Sekitar jam 18.00, setelah sembahyangan dan melukat di sanggah di Bongkasa, saya mampir sebentar ke Graha Canggu Permai Blok A No. 4 untuk mengambil tas yang telah dipersiapkan oleh my wife sejak tadi siangnya. She didn't join me becuase she would have final test in her campus the following day. Disamping itu dia trauma naik bus karena pernah "moon-tah"  di sepanjang perjalanan Denpasar-Jogja beberapa tahun yang lalu ketika hendak melihat wisuda salah seorang kerabat kami.
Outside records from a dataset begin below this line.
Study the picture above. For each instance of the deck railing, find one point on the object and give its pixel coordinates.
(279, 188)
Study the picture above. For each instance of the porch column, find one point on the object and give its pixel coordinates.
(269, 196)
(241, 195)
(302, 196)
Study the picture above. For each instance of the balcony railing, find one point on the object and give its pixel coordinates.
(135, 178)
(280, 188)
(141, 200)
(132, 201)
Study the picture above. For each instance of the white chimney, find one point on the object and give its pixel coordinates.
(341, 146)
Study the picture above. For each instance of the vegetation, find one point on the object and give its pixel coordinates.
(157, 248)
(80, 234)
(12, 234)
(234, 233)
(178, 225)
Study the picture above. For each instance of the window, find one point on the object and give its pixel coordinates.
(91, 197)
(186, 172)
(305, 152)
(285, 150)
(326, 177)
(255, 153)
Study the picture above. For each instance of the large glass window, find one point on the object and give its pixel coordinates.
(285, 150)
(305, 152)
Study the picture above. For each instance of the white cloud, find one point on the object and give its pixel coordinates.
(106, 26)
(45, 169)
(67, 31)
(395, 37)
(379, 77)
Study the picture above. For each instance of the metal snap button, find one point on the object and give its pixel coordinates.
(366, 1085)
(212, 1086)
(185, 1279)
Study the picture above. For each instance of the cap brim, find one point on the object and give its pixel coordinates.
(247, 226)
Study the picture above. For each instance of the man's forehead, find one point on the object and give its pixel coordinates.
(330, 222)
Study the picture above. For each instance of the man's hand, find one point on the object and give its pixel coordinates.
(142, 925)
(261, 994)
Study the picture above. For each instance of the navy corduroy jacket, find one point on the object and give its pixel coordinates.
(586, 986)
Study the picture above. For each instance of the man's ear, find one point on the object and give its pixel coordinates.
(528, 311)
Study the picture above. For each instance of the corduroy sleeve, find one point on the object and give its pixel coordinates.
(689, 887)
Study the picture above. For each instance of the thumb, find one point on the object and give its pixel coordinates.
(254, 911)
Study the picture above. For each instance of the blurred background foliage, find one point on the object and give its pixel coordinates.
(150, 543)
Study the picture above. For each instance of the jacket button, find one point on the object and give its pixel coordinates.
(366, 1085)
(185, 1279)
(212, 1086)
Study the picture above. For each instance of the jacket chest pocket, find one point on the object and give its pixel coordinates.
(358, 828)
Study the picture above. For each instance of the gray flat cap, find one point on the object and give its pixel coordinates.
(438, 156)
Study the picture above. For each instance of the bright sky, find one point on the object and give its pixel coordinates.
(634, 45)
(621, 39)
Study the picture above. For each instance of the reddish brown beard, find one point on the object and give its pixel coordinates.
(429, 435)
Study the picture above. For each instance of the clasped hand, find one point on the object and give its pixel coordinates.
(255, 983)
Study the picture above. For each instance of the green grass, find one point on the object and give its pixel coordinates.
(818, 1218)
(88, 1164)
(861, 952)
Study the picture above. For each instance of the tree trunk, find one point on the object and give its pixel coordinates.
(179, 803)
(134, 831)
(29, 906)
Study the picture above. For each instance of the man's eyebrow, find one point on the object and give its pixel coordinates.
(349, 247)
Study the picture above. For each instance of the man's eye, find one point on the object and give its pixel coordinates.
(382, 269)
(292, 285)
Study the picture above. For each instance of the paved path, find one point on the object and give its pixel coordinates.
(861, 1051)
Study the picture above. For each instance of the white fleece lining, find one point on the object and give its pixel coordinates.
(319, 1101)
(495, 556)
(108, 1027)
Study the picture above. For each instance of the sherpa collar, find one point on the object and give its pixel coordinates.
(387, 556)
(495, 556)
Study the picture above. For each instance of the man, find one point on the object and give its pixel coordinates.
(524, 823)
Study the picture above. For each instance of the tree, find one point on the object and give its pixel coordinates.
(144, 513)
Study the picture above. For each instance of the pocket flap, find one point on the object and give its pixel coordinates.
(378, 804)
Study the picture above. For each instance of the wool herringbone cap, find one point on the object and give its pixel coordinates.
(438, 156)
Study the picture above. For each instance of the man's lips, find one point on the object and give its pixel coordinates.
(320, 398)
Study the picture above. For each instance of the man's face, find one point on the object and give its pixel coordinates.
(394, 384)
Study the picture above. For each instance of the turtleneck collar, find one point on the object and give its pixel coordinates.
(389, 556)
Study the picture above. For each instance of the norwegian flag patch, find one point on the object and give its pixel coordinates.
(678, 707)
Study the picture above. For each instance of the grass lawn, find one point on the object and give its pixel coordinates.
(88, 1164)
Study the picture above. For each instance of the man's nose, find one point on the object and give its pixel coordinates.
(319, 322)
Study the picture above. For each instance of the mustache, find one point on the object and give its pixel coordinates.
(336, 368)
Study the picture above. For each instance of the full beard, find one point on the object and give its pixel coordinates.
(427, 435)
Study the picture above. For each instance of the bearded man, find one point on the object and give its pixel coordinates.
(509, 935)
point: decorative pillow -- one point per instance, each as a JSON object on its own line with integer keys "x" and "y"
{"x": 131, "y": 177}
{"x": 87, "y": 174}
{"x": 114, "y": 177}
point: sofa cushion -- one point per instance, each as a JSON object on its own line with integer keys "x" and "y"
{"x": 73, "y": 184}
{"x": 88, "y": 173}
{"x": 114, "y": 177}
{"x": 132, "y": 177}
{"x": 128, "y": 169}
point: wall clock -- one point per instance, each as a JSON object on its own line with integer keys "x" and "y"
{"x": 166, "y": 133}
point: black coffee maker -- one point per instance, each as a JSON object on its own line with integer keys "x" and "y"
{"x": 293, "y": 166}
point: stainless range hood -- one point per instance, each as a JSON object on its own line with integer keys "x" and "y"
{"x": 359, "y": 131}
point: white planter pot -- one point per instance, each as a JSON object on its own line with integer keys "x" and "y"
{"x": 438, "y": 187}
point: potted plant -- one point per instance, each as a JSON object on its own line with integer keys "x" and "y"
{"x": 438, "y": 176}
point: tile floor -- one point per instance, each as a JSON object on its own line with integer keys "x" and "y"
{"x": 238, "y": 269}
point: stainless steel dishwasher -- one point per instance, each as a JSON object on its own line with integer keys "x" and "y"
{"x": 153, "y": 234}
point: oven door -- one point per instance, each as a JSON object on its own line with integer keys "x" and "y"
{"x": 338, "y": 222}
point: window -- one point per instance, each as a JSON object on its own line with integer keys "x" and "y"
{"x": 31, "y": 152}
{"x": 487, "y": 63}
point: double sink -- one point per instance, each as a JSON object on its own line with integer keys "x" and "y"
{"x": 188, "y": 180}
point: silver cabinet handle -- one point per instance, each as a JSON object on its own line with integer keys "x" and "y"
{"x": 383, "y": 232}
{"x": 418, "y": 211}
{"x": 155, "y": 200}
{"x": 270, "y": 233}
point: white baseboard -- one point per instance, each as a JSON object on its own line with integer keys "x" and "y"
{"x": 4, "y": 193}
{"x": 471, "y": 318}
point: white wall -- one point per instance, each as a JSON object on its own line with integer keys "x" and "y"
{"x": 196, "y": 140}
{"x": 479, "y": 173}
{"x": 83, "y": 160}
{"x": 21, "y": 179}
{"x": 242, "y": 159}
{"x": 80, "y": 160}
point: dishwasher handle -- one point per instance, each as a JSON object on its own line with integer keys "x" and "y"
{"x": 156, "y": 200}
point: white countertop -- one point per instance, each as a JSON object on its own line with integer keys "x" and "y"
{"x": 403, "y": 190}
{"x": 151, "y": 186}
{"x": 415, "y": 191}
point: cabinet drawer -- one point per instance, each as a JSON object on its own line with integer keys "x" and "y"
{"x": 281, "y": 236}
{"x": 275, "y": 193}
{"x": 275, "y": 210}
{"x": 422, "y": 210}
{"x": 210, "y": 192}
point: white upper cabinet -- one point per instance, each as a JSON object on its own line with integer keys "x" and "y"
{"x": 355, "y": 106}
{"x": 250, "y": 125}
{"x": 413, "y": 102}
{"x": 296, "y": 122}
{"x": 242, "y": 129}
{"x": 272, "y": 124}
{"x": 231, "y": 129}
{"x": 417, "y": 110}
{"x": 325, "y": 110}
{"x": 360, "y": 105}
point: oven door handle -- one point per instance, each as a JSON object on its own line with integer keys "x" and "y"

Berpose "berdua"di depan Bromo Temple

Pukul 21.00 saya  memberanikan diri menaklukkan arogansi malam. Maksudnya? Sebelum berangkat saya memaksa diri mengguyur tubuh saya meskipun dinginnya kagak ketulungan. Terus terang, saya sangat jarang mandi pada malam hari. Bukan karena takut dimarahi dokter, tapi memang alergi dingin. Saat WJTS (Waktu Jam Tembok Saya) menunjuk angka 21.30, setelah nyaluk jaler dan kaos, dengan membawa sebuah tas dan sebungkus canang--sarana persembahyangan, saya menjewer telinga  "Si Hijau" Kawasaki ZX-R kencang-kencang ke tempat bus Cendrawasih menunggu rombongan kami agar Pak Suweda dan kawan-kawan tidak meninggalkan saya... (bersambung)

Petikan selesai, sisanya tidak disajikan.